Based on the outcomes observed in the RE-LY trial, dabigatran represents a cost-effective alternative to warfarin in Denmark for all patients with atrial fibrillation within the licensed indication of dabigatran.
根据 RE-LY 试验结果,估算在丹麦非瓣膜性心房颤动患者中引入达比加群酯(达比加群)进行抗凝治疗的经济意义。
使用先前发表的成本效益模型估算达比加群和华法林的终身成本和结果。该模型利用 RE-LY 研究的数据来估计心房颤动中预防中风的成本和结果。成本估算基于丹麦官方关税和价格,以及关于中风成本的已发表文献。在基本案例分析中,采用了一种保守的方法,即对华法林相关国际标准化比值(INR)监测成本应用关税范围中的最低值。该分析的有效性衡量标准为质量调整生命年(QALY)。

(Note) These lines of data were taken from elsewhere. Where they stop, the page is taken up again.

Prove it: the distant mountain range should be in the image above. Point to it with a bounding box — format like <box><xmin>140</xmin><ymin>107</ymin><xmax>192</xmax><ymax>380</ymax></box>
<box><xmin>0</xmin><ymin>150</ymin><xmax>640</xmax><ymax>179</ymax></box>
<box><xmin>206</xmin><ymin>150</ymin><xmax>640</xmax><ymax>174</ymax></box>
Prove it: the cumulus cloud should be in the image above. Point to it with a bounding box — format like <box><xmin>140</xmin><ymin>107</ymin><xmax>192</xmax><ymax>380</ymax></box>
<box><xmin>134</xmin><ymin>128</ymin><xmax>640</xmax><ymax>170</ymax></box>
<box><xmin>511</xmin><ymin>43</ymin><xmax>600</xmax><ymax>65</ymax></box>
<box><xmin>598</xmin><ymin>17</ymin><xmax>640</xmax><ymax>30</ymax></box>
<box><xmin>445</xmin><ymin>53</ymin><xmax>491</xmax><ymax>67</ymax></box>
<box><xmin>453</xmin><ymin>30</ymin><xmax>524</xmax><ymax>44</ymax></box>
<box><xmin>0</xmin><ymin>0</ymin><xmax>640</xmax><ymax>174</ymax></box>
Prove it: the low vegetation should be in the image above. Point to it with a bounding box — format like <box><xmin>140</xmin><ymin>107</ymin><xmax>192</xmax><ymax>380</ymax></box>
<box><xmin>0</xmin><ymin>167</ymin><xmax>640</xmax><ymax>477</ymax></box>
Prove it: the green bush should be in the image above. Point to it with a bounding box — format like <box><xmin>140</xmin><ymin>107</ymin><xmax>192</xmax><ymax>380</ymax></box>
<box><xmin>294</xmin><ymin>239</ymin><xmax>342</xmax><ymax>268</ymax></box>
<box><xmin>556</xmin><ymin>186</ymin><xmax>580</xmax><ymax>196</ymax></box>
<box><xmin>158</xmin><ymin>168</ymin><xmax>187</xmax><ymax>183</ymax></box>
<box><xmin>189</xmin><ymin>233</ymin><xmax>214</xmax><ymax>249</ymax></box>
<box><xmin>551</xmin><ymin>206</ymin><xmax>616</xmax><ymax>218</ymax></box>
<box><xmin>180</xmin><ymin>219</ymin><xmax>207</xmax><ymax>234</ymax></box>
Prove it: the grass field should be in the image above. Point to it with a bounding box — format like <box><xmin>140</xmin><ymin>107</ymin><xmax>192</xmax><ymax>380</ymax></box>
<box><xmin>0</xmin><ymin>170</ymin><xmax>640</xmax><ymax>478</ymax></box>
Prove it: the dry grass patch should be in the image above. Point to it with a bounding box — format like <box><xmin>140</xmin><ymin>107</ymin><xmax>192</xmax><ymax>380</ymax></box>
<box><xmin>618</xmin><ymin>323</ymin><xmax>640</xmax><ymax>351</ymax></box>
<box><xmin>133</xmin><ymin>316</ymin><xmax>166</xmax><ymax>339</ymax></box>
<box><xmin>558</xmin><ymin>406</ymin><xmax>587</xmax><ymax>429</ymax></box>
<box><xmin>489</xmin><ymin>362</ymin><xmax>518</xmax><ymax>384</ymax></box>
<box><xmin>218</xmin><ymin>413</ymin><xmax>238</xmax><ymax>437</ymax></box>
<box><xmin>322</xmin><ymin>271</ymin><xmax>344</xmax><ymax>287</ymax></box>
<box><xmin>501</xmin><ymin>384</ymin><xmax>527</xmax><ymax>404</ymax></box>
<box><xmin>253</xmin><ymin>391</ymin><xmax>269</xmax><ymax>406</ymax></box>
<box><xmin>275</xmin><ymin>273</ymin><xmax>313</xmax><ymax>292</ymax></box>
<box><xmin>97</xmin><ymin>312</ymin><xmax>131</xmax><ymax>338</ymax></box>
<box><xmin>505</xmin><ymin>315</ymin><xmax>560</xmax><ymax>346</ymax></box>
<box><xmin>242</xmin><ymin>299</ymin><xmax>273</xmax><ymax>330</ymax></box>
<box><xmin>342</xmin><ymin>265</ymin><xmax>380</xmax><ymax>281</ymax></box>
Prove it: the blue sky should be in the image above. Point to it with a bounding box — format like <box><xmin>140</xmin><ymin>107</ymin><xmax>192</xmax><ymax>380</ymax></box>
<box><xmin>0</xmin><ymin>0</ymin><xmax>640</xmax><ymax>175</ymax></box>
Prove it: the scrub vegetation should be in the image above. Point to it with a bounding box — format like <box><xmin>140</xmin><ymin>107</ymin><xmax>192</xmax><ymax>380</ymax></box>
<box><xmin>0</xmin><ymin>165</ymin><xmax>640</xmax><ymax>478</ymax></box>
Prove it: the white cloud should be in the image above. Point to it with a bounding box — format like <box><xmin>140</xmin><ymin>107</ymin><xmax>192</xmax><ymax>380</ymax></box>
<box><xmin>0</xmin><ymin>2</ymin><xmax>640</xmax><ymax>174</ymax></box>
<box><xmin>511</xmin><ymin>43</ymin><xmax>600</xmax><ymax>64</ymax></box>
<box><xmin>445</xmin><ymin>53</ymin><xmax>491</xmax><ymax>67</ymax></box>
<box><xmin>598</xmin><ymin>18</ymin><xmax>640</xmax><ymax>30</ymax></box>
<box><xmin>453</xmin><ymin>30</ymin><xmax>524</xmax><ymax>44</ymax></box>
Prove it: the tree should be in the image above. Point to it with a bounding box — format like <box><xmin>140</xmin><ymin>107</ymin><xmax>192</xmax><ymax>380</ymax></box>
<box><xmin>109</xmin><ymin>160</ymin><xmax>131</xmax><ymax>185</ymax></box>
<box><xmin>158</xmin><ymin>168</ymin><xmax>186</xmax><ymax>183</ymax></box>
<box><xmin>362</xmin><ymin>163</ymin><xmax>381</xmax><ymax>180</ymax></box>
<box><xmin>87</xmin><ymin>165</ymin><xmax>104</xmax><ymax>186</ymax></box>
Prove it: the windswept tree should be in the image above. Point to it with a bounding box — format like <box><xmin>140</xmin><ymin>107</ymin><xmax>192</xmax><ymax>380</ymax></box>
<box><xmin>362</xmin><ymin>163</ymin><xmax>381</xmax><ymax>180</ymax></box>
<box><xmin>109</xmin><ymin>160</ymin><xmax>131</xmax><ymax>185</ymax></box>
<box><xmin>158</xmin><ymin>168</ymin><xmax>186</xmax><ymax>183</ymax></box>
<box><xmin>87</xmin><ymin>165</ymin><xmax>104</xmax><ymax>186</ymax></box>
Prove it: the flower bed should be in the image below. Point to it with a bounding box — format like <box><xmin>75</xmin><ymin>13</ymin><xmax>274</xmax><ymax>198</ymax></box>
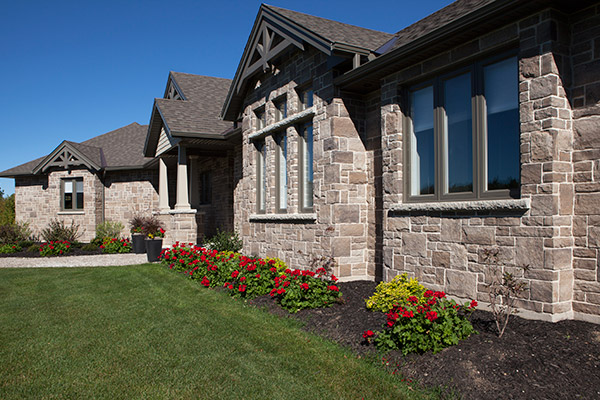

模型估计,使用华法林治疗的患者在剩余寿命内的平均每位患者成本为 16886 欧元,使用达比加群治疗的患者为 18752 欧元。这与每位患者的平均 QALY 分别为 8.32 和 8.59 相关。由此产生的增量成本效益比(ICER)为每获得一个 QALY 约 7000 欧元,被丹麦标准认为是具有成本效益的。这一结论被认为在输入参数的实际变化情况下是稳健的,包括调整在 INR 监测质量方面表现最佳的 RE-LY 中心。阈值分析表明,在华法林监测成本超过每年 744 欧元的情况下,达比加群将具有成本效益。
该分析未包括影响达比加群成本效益的丹麦临床实践抗凝的所有方面,例如,本研究并未尝试模拟抗凝监测质量和临床实践中的利用不足。
根据 RE-LY 试验的结果,在丹麦,对于达比加群许可适应症范围内的所有心房颤动患者,达比加群是华法林的一种具有成本效益的替代选择。